River travel gives an uncommon view into a world filled not only with all kinds of wildlife and trees and shrubs draped over placid waters, but derelict irrigation pumps, makeshift riprap, wrecked and working docs, decks and gazebos perched high on the river banks, precarious stairways and ladders to the water, and not as much trash as you might expect (thanks in no small part to the efforts of the Tualatin River Keepers).

Our only wildlife close encounter today was an adolescent female mallard, swimming on a collision course with us from 12 o’clock. We stopped paddling, but she kept at us, only veering away at the last minute, intent on her hunt. And a couple of buzzards, who apparently don’t have as much confidence in our seamanship as we do; they always seem to be around when we’re out.

So not as much wildlife today as yesterday, but we did see some colorful human denizens in the water cleaning up a fallen tree to the dulcet tones of Green Day.

Next up: put in at Shamburg Bridge (River mile 16.2) and go downstream to where we left off today.

Tualatin River Diaries, Day 1

by Steve, July 28th, 2012

River mile 9.8 – 11.5

Tualatin River
Photo by Greg Emel

Nancy and I are on a new mission: canoe the safely navigable length of the Tualatin River.

(Special thanks to friend and coworker D, who is letting us test drive his canoe and got us set up with everything.
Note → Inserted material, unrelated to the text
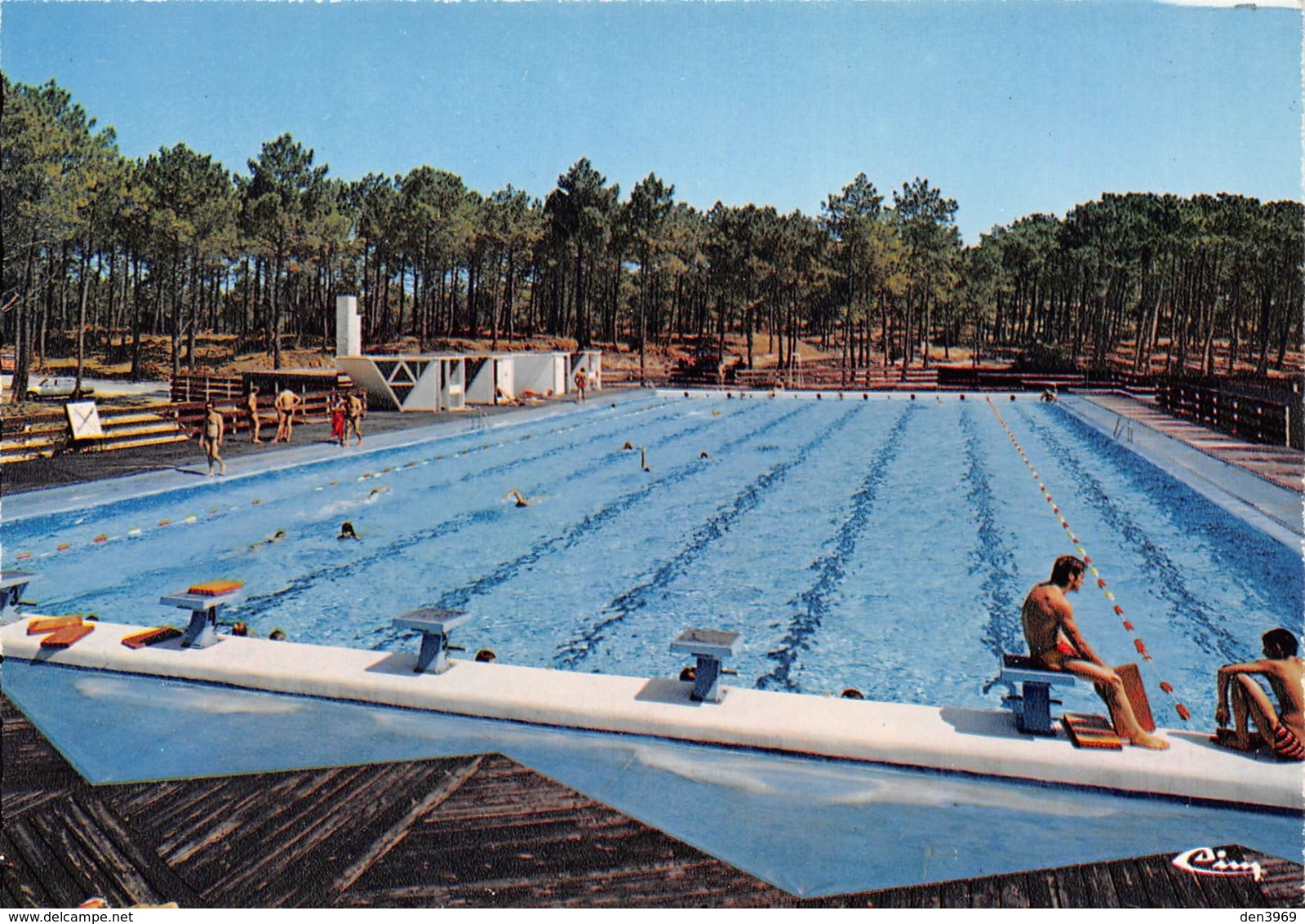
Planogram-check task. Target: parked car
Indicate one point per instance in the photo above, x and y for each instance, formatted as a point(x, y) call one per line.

And he taught me a couple crucial knots I shoulda known from being a Cub Scout. Aye aye, cap’n!)

Most of the Tualatin Valley’s population is north of the river’s course, which runs out of the Coast Range near Hagg Lake and meanders through agricultural land and the Tualatin River National Wildlife Refuge south of Suburban Portland’s urban growth boundary. In our neck of the woods, it cuts between Cooper Mountain and Bull Mountain to the northeast and the Chehalem Mountains (Bald Peak) to the southwest, on its way to the Willamette River in West Linn.

Tualatin Riverkeepers, a nonprofit org dedicated to preserving and restoring the river, maps (PDF) about 33 miles of navigable water. This morning we paddled upstream from Cook Park (mile 9.8) the the 99W bridge (mile 11.5) and back.
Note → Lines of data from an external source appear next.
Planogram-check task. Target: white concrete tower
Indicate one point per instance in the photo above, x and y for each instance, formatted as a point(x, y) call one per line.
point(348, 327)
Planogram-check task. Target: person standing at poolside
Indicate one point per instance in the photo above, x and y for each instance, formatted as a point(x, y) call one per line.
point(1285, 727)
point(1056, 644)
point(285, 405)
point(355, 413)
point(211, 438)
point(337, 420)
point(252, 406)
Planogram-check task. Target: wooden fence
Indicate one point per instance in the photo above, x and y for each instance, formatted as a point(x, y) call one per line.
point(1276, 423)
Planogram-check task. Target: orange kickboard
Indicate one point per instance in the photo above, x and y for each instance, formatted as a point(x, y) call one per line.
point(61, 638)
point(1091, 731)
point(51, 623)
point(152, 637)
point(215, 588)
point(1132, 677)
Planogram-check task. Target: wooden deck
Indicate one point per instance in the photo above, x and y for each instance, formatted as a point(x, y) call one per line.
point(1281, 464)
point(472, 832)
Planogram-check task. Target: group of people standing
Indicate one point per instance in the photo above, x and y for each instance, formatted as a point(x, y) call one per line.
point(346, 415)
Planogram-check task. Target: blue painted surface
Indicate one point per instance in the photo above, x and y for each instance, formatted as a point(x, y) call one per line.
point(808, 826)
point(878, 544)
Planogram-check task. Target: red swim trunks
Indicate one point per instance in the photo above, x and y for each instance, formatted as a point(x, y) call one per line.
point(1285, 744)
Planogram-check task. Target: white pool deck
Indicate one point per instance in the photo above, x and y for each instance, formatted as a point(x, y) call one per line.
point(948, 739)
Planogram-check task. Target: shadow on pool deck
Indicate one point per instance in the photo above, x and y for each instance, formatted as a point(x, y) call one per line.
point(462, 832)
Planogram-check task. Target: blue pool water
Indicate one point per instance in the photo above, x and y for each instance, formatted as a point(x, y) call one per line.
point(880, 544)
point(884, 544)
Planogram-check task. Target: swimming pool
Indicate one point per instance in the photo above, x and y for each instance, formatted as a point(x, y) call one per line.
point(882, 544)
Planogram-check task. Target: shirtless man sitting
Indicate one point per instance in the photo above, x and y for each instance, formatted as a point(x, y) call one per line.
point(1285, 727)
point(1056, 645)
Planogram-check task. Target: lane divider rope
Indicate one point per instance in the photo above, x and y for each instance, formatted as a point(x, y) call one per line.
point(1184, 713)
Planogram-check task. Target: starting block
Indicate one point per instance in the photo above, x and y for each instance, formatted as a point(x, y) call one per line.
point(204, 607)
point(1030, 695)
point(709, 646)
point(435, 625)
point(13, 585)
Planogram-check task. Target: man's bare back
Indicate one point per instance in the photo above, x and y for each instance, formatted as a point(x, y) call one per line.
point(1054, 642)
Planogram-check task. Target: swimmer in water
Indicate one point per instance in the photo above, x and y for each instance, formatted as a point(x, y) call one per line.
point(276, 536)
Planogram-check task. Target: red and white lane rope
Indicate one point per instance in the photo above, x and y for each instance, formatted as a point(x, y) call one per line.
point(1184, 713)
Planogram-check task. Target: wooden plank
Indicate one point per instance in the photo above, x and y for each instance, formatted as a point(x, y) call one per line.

We saw several happy paddlers in kayaks and one rowboat, as well as two Blue Herons (up close and personal), two Turkey Vultures (a little too close) and a large red-headed woodpecker. To the squirrel N initially mistook for a river otter: sorry for our disappointment, pal. (No pics; need a water-proof camera!)

Next up: 99W upstream into the Tualatin River National Wildlife Refuge.